The fact that possession of small amounts of marijuana was legalized in 2016 by Proposition 64, Dondero said, did not mean that at the time of the 2017 search, the presence of that substance in a vehicle could not serve as a factor raising suspicions, Dondero wrote.
Actions of Driver
The vehicle was stopped after police, in a marked car, saw an SUV speed up, then pull to the curb in a red zone. Based on experience, San Francisco Police Officer Dominic Vannucchi, this led him to suspect the driver wanted to avert a traffic stop—and that his suspicion was heightened when the driver, Lindell Mims, alighted from the vehicle before being asked to do so, then refused get back in the SUV.
The officers could not see Fews’s hands, but he was reaching near the passenger compartment.

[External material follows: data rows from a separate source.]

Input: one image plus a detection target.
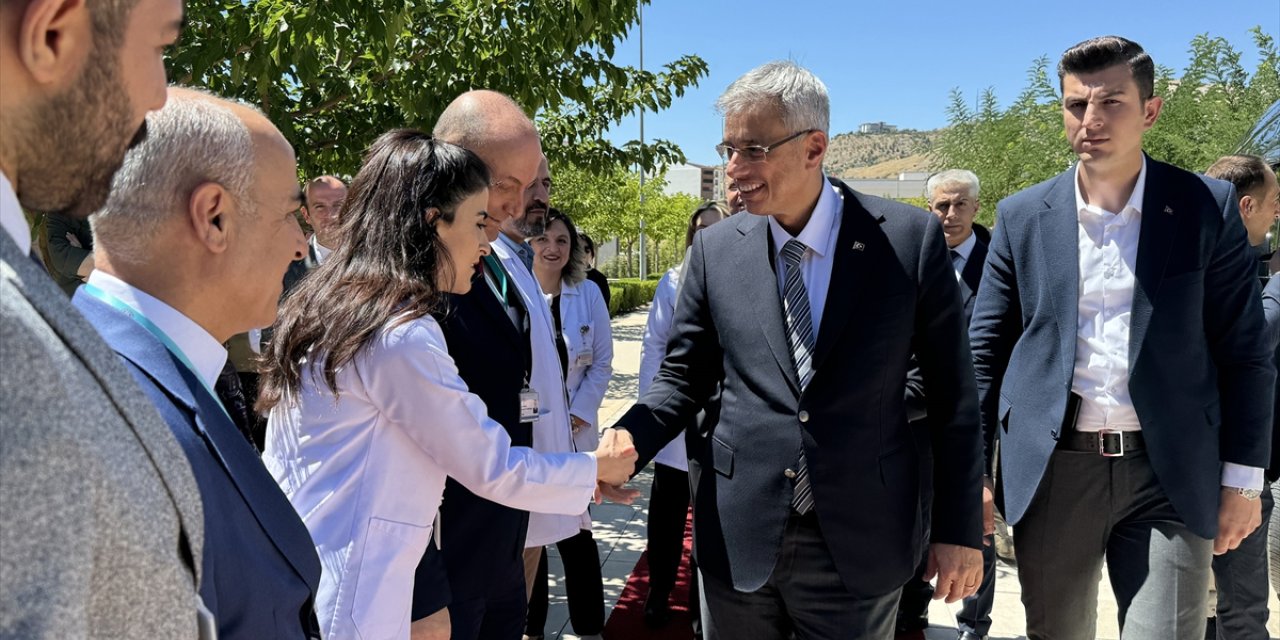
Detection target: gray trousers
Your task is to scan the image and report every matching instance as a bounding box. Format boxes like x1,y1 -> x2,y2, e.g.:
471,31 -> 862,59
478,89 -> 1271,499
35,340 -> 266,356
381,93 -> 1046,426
1213,486 -> 1275,640
700,512 -> 901,640
1014,451 -> 1213,640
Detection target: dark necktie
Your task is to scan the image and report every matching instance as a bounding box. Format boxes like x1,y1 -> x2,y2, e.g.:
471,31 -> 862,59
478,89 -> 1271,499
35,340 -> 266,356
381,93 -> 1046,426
782,239 -> 814,515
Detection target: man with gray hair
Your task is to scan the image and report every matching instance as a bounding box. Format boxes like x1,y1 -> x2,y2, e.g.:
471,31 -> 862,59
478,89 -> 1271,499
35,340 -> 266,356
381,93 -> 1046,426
73,88 -> 320,640
600,61 -> 983,640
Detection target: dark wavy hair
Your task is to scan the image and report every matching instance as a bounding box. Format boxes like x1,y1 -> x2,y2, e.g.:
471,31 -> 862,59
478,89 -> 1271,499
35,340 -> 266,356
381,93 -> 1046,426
256,129 -> 489,413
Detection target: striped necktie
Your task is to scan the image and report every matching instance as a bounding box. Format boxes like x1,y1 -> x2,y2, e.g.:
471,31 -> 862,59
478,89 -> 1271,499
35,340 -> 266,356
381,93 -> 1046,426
782,239 -> 814,515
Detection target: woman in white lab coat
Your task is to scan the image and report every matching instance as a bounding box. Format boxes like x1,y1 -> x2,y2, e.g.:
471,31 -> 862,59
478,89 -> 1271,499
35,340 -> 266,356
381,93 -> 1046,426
639,202 -> 728,628
525,209 -> 613,637
259,129 -> 634,640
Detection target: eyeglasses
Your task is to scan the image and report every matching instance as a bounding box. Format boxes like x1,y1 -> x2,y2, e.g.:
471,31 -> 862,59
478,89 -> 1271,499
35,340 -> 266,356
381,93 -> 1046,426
716,129 -> 818,164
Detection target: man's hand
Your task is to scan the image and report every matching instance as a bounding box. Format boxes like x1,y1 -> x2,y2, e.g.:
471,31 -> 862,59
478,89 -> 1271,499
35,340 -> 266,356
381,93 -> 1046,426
1213,486 -> 1262,556
595,429 -> 640,486
982,477 -> 996,545
408,607 -> 453,640
924,543 -> 982,603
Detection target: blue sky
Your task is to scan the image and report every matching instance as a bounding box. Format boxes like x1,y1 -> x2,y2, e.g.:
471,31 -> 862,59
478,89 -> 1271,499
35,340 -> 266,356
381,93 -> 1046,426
609,0 -> 1280,164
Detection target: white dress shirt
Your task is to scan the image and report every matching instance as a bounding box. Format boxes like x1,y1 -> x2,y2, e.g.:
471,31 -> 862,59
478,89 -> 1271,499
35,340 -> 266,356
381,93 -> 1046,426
1071,156 -> 1263,489
262,316 -> 595,640
948,232 -> 978,282
768,175 -> 844,342
561,280 -> 613,451
488,238 -> 591,547
0,172 -> 31,253
88,269 -> 227,392
639,263 -> 689,471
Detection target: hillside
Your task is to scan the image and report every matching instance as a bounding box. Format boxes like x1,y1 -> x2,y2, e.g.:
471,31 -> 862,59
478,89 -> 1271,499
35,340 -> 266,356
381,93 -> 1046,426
827,131 -> 941,178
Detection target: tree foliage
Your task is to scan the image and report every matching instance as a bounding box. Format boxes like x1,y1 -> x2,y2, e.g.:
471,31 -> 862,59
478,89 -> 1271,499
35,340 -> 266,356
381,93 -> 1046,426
934,27 -> 1280,224
168,0 -> 707,179
552,165 -> 701,276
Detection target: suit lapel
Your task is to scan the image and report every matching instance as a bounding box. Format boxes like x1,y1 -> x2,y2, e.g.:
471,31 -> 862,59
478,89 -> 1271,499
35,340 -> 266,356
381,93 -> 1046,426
1129,157 -> 1178,370
813,183 -> 890,375
1036,169 -> 1080,375
733,214 -> 800,397
76,294 -> 320,590
0,233 -> 205,585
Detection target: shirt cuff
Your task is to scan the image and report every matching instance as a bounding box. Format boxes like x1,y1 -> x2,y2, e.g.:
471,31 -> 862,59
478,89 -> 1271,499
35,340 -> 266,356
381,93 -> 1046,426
1222,462 -> 1263,492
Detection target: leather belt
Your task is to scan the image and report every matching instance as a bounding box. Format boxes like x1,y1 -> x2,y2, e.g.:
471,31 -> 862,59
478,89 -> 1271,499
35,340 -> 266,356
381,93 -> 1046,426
1057,430 -> 1147,458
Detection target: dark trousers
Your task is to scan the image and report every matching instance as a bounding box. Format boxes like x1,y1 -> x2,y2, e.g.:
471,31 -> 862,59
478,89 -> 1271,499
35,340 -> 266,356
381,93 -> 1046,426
1014,449 -> 1213,640
648,463 -> 699,609
1213,485 -> 1275,640
449,558 -> 527,640
525,530 -> 604,636
701,512 -> 901,640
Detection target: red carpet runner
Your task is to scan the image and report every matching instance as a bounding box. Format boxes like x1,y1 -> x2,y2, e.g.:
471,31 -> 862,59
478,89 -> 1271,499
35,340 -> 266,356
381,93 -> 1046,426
603,516 -> 694,640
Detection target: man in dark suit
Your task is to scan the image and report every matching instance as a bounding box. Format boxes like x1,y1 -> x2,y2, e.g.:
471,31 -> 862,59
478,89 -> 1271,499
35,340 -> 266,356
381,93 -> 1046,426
0,0 -> 212,640
896,169 -> 996,640
412,91 -> 550,640
600,63 -> 982,639
73,90 -> 320,640
970,36 -> 1275,640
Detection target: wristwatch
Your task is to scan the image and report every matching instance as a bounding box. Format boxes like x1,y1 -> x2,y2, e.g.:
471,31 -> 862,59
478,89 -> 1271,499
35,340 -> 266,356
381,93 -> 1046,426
1231,486 -> 1262,500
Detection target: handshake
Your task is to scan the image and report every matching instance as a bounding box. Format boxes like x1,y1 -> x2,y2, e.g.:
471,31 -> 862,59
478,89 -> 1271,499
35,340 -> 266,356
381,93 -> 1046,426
595,429 -> 640,504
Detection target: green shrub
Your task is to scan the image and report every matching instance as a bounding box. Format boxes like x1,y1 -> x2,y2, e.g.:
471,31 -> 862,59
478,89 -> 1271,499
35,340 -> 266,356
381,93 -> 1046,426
609,278 -> 658,317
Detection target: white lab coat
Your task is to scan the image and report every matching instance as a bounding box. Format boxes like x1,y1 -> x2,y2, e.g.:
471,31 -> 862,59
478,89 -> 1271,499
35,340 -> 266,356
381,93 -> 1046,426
262,316 -> 595,640
491,236 -> 591,547
561,280 -> 613,451
640,265 -> 689,471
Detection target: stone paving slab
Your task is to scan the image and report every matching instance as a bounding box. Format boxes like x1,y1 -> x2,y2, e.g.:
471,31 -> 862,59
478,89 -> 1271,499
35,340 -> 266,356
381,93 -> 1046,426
547,307 -> 1280,640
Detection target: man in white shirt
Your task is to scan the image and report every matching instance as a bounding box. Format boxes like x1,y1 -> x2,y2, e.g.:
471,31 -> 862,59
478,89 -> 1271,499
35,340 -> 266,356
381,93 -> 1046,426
73,88 -> 320,640
0,0 -> 211,639
970,36 -> 1275,640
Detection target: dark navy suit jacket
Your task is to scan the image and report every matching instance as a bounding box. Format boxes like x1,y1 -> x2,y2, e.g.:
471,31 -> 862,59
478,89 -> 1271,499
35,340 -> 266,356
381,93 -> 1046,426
73,291 -> 320,640
969,157 -> 1275,539
620,180 -> 982,598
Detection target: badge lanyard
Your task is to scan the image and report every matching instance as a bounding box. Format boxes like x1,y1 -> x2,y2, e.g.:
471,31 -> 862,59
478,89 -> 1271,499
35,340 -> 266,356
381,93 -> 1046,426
81,283 -> 236,425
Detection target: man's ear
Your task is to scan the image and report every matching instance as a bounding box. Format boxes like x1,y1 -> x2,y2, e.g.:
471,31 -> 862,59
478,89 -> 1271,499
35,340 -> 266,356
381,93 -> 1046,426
187,182 -> 236,253
15,0 -> 93,84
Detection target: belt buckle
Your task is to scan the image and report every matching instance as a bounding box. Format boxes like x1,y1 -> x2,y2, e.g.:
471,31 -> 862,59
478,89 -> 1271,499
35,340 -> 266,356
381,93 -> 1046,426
1098,429 -> 1124,458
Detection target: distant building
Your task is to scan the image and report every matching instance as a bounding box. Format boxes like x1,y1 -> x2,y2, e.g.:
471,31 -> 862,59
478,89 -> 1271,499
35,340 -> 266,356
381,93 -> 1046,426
662,164 -> 724,200
858,122 -> 897,133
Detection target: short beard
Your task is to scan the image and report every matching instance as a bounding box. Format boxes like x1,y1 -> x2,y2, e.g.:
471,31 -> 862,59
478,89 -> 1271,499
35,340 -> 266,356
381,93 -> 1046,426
15,36 -> 146,218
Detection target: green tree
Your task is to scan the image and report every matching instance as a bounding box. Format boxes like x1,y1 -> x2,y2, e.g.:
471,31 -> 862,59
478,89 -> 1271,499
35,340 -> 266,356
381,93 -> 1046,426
934,27 -> 1280,224
169,0 -> 707,174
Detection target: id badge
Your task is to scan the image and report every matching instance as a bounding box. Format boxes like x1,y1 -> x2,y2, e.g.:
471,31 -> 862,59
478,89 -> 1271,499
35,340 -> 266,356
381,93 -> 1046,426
520,387 -> 539,422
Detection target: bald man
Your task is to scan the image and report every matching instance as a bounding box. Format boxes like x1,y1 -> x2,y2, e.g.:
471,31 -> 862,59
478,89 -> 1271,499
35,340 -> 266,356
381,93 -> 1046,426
73,88 -> 320,640
413,91 -> 579,640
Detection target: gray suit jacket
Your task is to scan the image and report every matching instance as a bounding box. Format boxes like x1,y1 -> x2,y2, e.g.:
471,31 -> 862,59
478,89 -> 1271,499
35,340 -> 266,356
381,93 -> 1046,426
0,232 -> 204,640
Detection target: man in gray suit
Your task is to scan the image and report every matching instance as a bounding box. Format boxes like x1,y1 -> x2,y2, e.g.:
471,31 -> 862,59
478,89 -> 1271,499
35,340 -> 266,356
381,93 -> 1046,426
0,0 -> 211,640
969,36 -> 1275,640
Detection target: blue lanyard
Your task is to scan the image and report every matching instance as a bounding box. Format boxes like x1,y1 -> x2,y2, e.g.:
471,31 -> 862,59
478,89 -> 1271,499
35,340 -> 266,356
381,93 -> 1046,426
81,283 -> 236,425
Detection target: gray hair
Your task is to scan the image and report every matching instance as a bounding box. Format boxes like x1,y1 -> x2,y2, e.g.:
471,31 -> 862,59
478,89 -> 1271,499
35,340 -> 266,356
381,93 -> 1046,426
91,90 -> 261,262
924,169 -> 978,202
716,60 -> 831,133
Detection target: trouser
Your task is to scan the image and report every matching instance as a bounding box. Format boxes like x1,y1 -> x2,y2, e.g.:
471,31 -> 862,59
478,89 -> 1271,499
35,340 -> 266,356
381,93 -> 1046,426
701,511 -> 901,640
1213,486 -> 1275,640
525,530 -> 604,636
1014,449 -> 1213,640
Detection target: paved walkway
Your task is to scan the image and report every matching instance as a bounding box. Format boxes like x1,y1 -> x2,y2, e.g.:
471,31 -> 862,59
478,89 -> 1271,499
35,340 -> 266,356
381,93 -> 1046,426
547,307 -> 1280,640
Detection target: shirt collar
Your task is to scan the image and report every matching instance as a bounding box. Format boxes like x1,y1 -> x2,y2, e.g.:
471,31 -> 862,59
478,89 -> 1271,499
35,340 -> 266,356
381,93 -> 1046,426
765,174 -> 842,256
1071,154 -> 1147,223
0,172 -> 31,253
951,230 -> 978,261
88,269 -> 227,389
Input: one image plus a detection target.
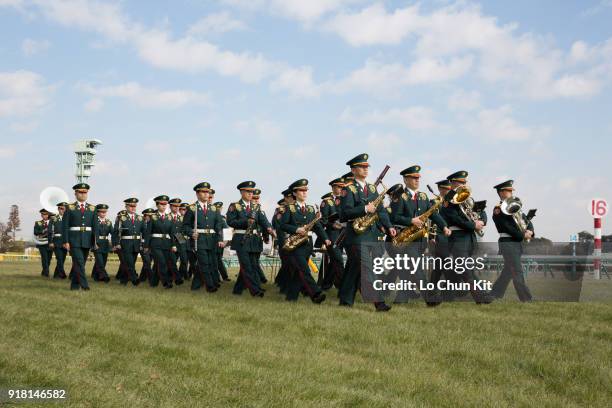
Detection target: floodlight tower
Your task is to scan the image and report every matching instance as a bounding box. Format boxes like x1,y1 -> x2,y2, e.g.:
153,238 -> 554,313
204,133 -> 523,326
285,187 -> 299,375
74,139 -> 102,183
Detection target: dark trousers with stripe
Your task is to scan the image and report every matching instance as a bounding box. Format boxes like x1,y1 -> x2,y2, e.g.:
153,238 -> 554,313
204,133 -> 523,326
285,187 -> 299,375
70,246 -> 89,289
91,251 -> 109,282
38,245 -> 53,276
119,249 -> 138,283
191,248 -> 218,290
150,248 -> 172,287
338,243 -> 384,305
233,249 -> 261,295
53,244 -> 68,279
491,241 -> 532,302
285,251 -> 321,300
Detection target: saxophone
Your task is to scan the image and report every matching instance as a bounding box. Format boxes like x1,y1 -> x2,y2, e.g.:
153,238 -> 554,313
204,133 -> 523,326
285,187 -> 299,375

Mims admitted there was marijuana in a half-burnt cigar in the vehicle.
Fews was ordered to exit the vehicle, according to testimony, so that the vehicle could be searched, as well as Fews, to determine if he was armed.
Totality of Circumstances
In explaining the affirmance of the conviction, Dondero wrote:
“On appeal, Fews attempts to ‘divide and conquer’ each of these factors as not sufficient in and of itself to justify the patsearch. However, our analysis is based on the totality of the circumstances and not picking each factor apart separately. …Taken together, Mims’s evasive and uncooperative conduct, combined with the high-crime area in which the traffic stop took place, the odor and presence of marijuana, and Fews’s continuous and furtive movements inside the SUV, were sufficiently unusual to raise the officers’ suspicions that Mims and Fews were involved in criminal activity related to drugs and could be armed.”
In light of Proposition 64, Fews argued, possession of a small amount of marijuana could not rationally give rise to a suspicion of criminality. Dondero responded:
“We think this contention overstates the effect of Proposition 64. It remains unlawful to possess, transport, or give away marijuana in excess of the statutorily permitted limits, to cultivate cannabis plants in excess of statutory limits and in violation of local ordinances, to engage in unlicensed ‘commercial cannabis activity,’ and to possess, smoke or ingest cannabis in various designated places, including in a motor vehicle while driving.”
He said the “possibility of an innocent explanation for the possession of marijuana” does not require taking it into account in assessing the need for a search, explaining:
“Because marijuana possession and use is still highly circumscribed by law even after the passage of Proposition 64, the odor and presence of marijuana in a vehicle being driven in a high-crime area, combined with the evasive and unusual conduct displayed by Fews and Mims as discussed above, were still reasonably suggestive of unlawful drug possession and transport to support the…frisk.”
The continued regulation of marijuana, the jurist said, justified the vehicle. The legality of that search, he reasoned, “provides additional support for the validity of the patsearch of Fews on officer safety grounds because, as the magistrate found, the vehicle search would have left one of the officers outnumbered by Mims and Fews, who was wearing baggy clothes that could conceal a weapon.”
The case is People v. Fews, A151727.